SELECTED WRITINGS OF TRUMAN CAPOTE

by Truman Capote

Pub Date: Jan. 1st, 1963
ISBN: 0394604954
Publisher: Random House

Surprisingly enough, these Truman Capote writings cover 20 years; one would not have thought he'd been at bat that long. Not too surprisingly, they don't all hold up; but, generally, it must be said he scores more often than he strikes out. Certainly his talents are manifold: the quicksilver dialogue, the damning details, the mot juste, the psychologically perceptive blue mood or set. His influences abound, yet he remains an original, from the early Southern Gothic tales with auras of Williams, Faulkner, McGullers and, in that famous shocker Miriam, of Alfred Hitchcock, onwards through Breakfast at Tiffany's and its jazzed-up Christopher Isherwood type heroine, Holly Golightly, plus the New Yorkerish reportage of Porgy and Bess' Russian tour, of Marlon Brando, of travelogues via Ischia, New Orleans, Spain. All and more are here collected; most good, most entertaining.
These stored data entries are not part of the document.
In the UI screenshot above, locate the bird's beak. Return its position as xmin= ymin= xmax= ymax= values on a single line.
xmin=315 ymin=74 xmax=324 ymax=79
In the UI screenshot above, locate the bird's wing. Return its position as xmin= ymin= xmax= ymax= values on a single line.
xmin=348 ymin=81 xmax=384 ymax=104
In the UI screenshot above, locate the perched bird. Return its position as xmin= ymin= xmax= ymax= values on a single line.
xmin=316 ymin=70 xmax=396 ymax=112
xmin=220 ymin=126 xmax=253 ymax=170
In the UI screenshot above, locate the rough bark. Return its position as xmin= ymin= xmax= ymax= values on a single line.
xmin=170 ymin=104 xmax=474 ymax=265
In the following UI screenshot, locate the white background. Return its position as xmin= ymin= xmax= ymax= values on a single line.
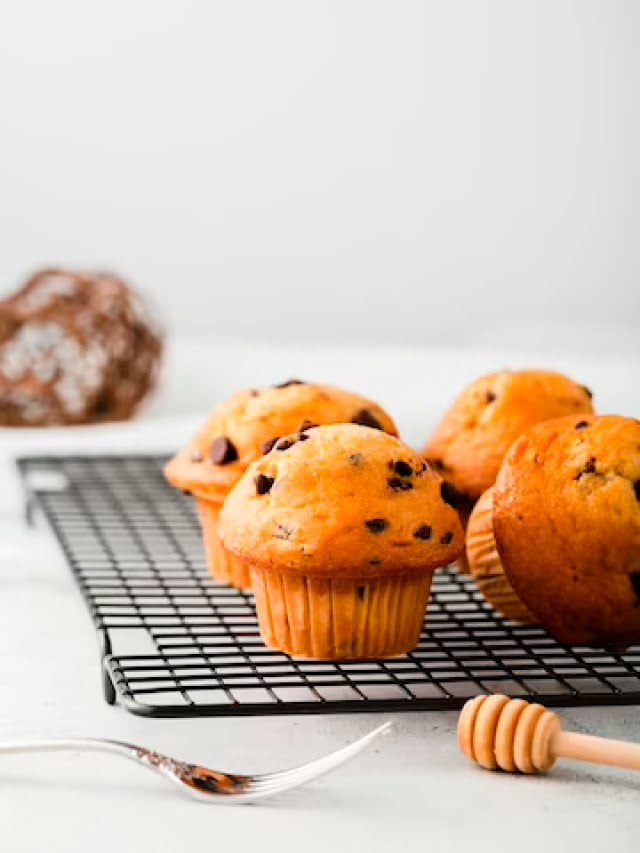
xmin=0 ymin=0 xmax=638 ymax=352
xmin=1 ymin=7 xmax=640 ymax=848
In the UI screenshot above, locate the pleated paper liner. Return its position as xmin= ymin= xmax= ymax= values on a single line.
xmin=466 ymin=486 xmax=537 ymax=625
xmin=197 ymin=498 xmax=253 ymax=590
xmin=251 ymin=567 xmax=433 ymax=659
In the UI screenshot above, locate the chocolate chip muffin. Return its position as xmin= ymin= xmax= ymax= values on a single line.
xmin=0 ymin=268 xmax=162 ymax=425
xmin=492 ymin=414 xmax=640 ymax=649
xmin=164 ymin=382 xmax=398 ymax=589
xmin=218 ymin=423 xmax=464 ymax=658
xmin=422 ymin=370 xmax=594 ymax=503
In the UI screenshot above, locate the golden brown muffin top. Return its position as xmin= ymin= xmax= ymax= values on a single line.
xmin=164 ymin=381 xmax=397 ymax=501
xmin=493 ymin=414 xmax=640 ymax=648
xmin=218 ymin=423 xmax=464 ymax=577
xmin=422 ymin=369 xmax=594 ymax=501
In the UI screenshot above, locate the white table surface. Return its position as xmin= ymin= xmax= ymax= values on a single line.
xmin=2 ymin=339 xmax=640 ymax=853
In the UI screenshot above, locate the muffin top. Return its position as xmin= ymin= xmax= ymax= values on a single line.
xmin=422 ymin=369 xmax=594 ymax=501
xmin=164 ymin=380 xmax=397 ymax=501
xmin=218 ymin=423 xmax=464 ymax=577
xmin=493 ymin=414 xmax=640 ymax=648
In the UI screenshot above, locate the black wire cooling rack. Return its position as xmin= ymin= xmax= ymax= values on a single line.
xmin=17 ymin=454 xmax=640 ymax=717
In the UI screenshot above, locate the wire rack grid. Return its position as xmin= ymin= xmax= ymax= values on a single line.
xmin=17 ymin=454 xmax=640 ymax=717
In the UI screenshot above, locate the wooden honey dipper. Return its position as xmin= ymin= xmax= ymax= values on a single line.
xmin=458 ymin=694 xmax=640 ymax=774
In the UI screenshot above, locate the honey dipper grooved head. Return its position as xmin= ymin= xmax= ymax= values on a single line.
xmin=458 ymin=695 xmax=561 ymax=773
But is he a major writer? No, not by these samplings anyway. Is he even the sure stylist such a tough minded person as Norman Mailer takes him to be? No, not if we compare him to a newcomer like Updike, an oldster like Miss Porter. But he is an exquisitely exotic bloom on our all too exoteric literary landscape, full of variety, full of change. Given a few more imaginistic flights in as many years, he might yet emerge the American Coeteau. Not an unrewarding prospect at all.